Das grosse und gutgebaute Wirthshaus war durchwühlt, durchsummt, durchklungen von jungem und altem Volk und der Tanzmusik, dass es schlitterte; die Reisegesellschaft sah, während der Kutscher anschirrte, dem fröhlichen, jauchzendlauten Volkstreiben zu; die Kirmsenbursche prangten mit grossen Sträussern, buntseidnen auf die Achsel befestigten Tüchern, und während eine Parthie hier jubelte und tanzte, zog eine zweite Musik heran, Paar an Paar vorüber, einem andern Hause zu. Es gab mannichfaltige Abwechselung des Putzes, und schöne, freudeglühende Mädchengesichter zu betrachten.

Aus diesem lebensfrohen Getümmel eines dem Volke wohl zu gönnenden nationellen Festes fuhr die Gesellschaft, (Otto hatte wieder einen Rosinante aufgetrieben und sass mit Lenz in einem ländlichen Cabriolet, Wagner als Glückskind bei den Damen) in das ?usserst romantische Drusenthal ein, durch welches ein Bergfluss, die Lauter, mit lautem Ungestüm abwärts eilt, und in tollen Sprüngen über Granit- und Porphyrblöcke stürzt, vergrössert durch immerwährend einfallende Rinnbächlein vortrefflich bewässerter und darum herrlich grünender Wiesen. Otto machte seinen Begleiter auf die mannichfaltigen Arten vorkommenden Gesteins aufmerksam. Granit, Syenit, Gneiss, Feldspath, Quarz, Amethyst, Glimmer und Hornblende finden sich oft neben einander, auch Gabbro, Saussurit und Bronzit kommen vor.

Auf gut chaussirtem Fahrwege ging es, zunächst einem Zainhammer, dann einer Schleifmühle vorüber, nun thalein. Massen von Felsblöcken liegen umhergestreut und im Bette des Baches; weiter abwärts ragt mitten aus grüner Waldung thurmähnlich ein Felsobelisk: der Hauptstein, empor. In sanften Windungen folgt die Strasse dem Thale, bis ihr fernerer Lauf dem vorausspähenden Auge sich entzieht, und von einer Felswand verschlungen oder aufgehalten zu werden scheint, die, je näher der Reisende kommt, immer imposanter, immer pittoresker sich darstellt.

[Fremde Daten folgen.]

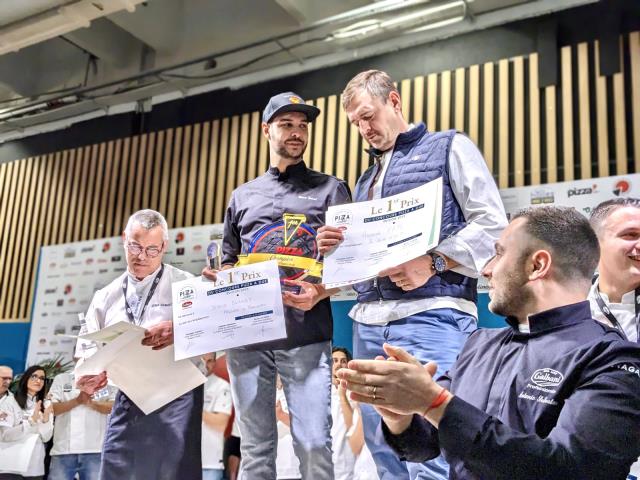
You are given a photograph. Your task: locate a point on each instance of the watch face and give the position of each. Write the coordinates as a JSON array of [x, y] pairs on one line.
[[439, 264]]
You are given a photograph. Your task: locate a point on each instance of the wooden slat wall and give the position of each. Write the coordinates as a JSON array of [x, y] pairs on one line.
[[528, 136]]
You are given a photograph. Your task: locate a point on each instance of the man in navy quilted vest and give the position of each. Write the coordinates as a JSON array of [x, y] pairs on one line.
[[427, 306]]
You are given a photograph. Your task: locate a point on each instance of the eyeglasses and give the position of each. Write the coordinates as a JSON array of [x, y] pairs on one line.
[[136, 249]]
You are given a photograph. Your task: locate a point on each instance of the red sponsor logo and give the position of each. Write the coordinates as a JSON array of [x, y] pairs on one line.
[[290, 250]]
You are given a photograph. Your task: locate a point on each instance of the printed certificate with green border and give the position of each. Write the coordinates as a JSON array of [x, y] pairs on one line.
[[380, 234]]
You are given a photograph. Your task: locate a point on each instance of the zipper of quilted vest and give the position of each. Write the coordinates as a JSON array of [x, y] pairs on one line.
[[375, 284]]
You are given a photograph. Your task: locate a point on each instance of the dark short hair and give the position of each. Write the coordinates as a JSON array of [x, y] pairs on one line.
[[568, 236], [343, 350], [375, 82], [606, 208]]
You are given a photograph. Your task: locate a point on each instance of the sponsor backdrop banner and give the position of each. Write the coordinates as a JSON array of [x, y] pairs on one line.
[[69, 274], [583, 195]]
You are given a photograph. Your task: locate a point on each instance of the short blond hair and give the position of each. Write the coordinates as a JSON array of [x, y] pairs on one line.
[[375, 82]]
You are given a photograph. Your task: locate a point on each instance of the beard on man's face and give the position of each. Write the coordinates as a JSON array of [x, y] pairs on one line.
[[283, 151], [512, 294]]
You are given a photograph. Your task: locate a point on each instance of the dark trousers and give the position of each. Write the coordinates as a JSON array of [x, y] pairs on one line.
[[164, 445]]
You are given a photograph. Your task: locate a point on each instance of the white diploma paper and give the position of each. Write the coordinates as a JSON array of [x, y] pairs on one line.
[[243, 306], [15, 456], [380, 234], [150, 378]]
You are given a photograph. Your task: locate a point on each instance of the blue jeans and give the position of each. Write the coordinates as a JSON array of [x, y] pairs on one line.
[[212, 474], [433, 335], [65, 467], [306, 378]]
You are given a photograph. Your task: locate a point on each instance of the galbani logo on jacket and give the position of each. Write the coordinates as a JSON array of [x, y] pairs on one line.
[[547, 377]]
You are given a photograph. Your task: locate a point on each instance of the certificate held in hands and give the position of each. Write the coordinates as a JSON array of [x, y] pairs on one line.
[[243, 306], [383, 233]]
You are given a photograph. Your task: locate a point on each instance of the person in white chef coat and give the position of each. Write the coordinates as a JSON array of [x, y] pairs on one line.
[[166, 444], [26, 423], [215, 417], [79, 429]]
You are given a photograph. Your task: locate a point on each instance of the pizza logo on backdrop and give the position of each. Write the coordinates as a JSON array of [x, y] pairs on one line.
[[621, 187], [542, 196], [572, 192]]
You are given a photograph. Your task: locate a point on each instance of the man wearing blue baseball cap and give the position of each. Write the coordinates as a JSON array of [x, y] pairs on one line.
[[278, 214]]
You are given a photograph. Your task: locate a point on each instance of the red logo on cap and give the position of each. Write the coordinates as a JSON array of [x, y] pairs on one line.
[[622, 186]]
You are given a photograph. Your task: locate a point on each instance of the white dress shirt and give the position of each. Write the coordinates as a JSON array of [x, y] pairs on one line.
[[217, 399], [81, 429], [625, 311], [472, 247]]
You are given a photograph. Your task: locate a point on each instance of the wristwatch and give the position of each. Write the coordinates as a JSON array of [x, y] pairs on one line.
[[438, 263]]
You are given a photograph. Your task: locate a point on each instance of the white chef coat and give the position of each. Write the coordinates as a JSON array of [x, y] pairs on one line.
[[217, 399], [108, 305], [16, 427], [81, 429], [287, 464], [343, 457], [365, 467]]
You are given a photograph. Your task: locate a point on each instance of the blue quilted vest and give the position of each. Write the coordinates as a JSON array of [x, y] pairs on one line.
[[419, 157]]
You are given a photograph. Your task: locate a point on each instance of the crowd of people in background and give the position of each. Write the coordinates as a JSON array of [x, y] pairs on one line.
[[555, 394], [70, 426]]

Ein Granitberg zerborst und überstreute mit gewaltigen Trümmermassen das hier enge Thal. Den Einsturz drohend, steht noch mit überhängenden zerklüfteten Klippen die rechte, von Blumen und Buschwerk reizend bekleidete Felswand. Der Bergfluss sucht tosend durch das mühsam gewühlte Bette die Bahn, und stürzt in schäumenden Wasserfällen weiter. Dort in der grotesken, aber anmuthig beleuchteten, entzückenden Wildniss rasteten die Reisenden lange, und gaben sich betrachtend, zeichnend, mittheilend, und wild mit einander kämpfende Elementarkräfte sich vergegenwärtigend, den mächtigen Eindrücken hin, welche die vorzüglichste Parthie des oft besuchten Drusenthales erregt.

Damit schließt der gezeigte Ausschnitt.